The ONS has revealed a wage growth of 2.9pc in the 12 months to March, representing an acceleration from 2.8pc in February, and comes at a time of falling inflation. Price rises slowed to 2.5pc in March, so a 2.9pc increase in regular pay – which excludes bonuses – would mean the typical worker’s standard of living is on the up for a second consecutive month.
“We expect a further rise to 2.9pc,” said economist George Buckley at Nomura. “This improving real earnings picture should support the consumer – a key reason why we think the [economic] data will improve through the summer months.”
One of the factors contributing to wage growth is that more workers are changing roles by moving from one job to another, a statistic which the Bank of England monitors closely as an indicator of wage growth, as it is often traditionally a reliable way for people to gain a substantial pay rise.
In the final three months of 2018 – the latest data which is currently available – 2.6pc of people in employment moved to another job, the highest level since 2008.

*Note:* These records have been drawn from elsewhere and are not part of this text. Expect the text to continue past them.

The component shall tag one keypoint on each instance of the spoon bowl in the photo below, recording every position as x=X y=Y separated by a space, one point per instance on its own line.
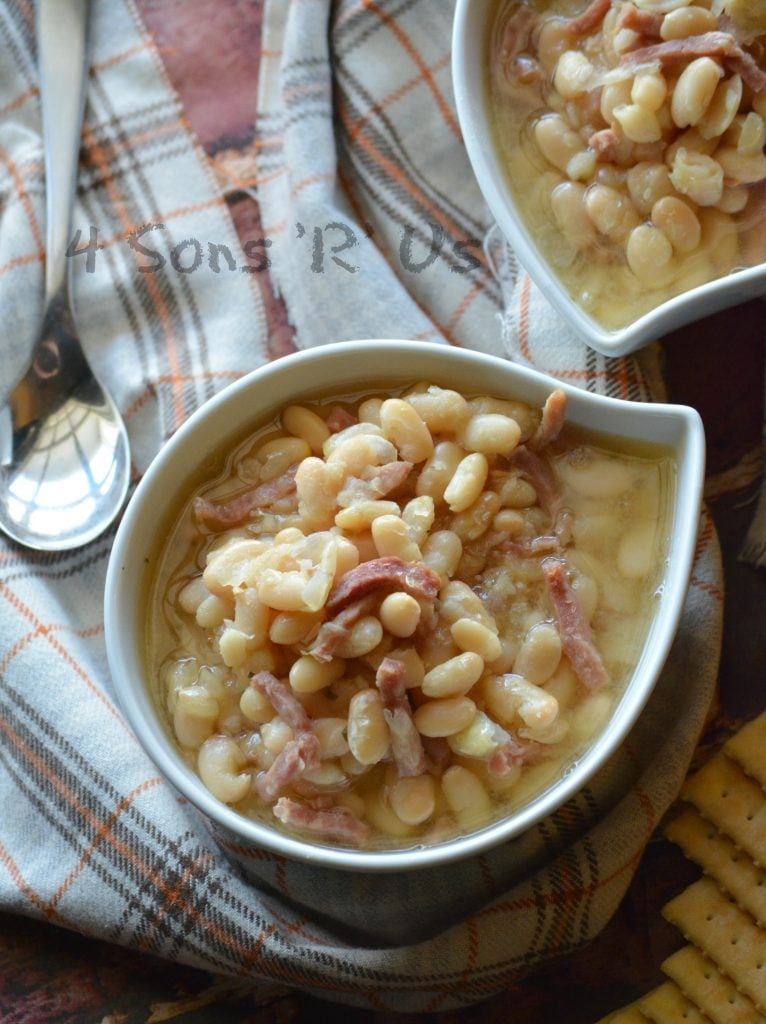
x=65 y=460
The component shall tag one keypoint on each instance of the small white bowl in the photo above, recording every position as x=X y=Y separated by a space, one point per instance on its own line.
x=469 y=61
x=351 y=367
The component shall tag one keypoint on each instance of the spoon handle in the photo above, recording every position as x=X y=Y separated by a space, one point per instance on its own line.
x=61 y=32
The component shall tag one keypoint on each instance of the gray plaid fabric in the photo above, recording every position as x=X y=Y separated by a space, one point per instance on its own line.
x=357 y=139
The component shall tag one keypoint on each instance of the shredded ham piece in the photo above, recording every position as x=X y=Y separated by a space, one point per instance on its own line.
x=605 y=141
x=338 y=419
x=711 y=44
x=745 y=66
x=301 y=754
x=417 y=580
x=563 y=525
x=335 y=631
x=647 y=23
x=577 y=638
x=508 y=757
x=407 y=745
x=375 y=482
x=541 y=477
x=554 y=413
x=237 y=511
x=532 y=547
x=284 y=701
x=336 y=823
x=590 y=19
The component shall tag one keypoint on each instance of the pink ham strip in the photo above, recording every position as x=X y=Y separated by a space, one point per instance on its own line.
x=375 y=482
x=503 y=761
x=532 y=547
x=745 y=66
x=336 y=823
x=647 y=23
x=590 y=19
x=417 y=580
x=287 y=706
x=407 y=745
x=577 y=638
x=554 y=413
x=386 y=478
x=541 y=477
x=711 y=44
x=338 y=419
x=335 y=631
x=516 y=34
x=605 y=141
x=238 y=510
x=299 y=755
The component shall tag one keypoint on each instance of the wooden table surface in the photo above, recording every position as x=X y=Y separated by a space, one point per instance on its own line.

“Unemployment has fallen back significantly and churn in the labour market has recovered, with the proportion of people moving from one job to another now around its pre-crisis rate,” said the Bank of England in its Inflation Report.
“That suggests some recovery in confidence among employees in their labour market prospects.
“As a result, businesses have needed to raise wages for new recruits in order to attract staff.”
The Bank’s economists expect pay growth to hover around 2.75pc for the rest of 2018. In 2019 this figure should rise to 3.25pc, then on to 3.5pc in 2020.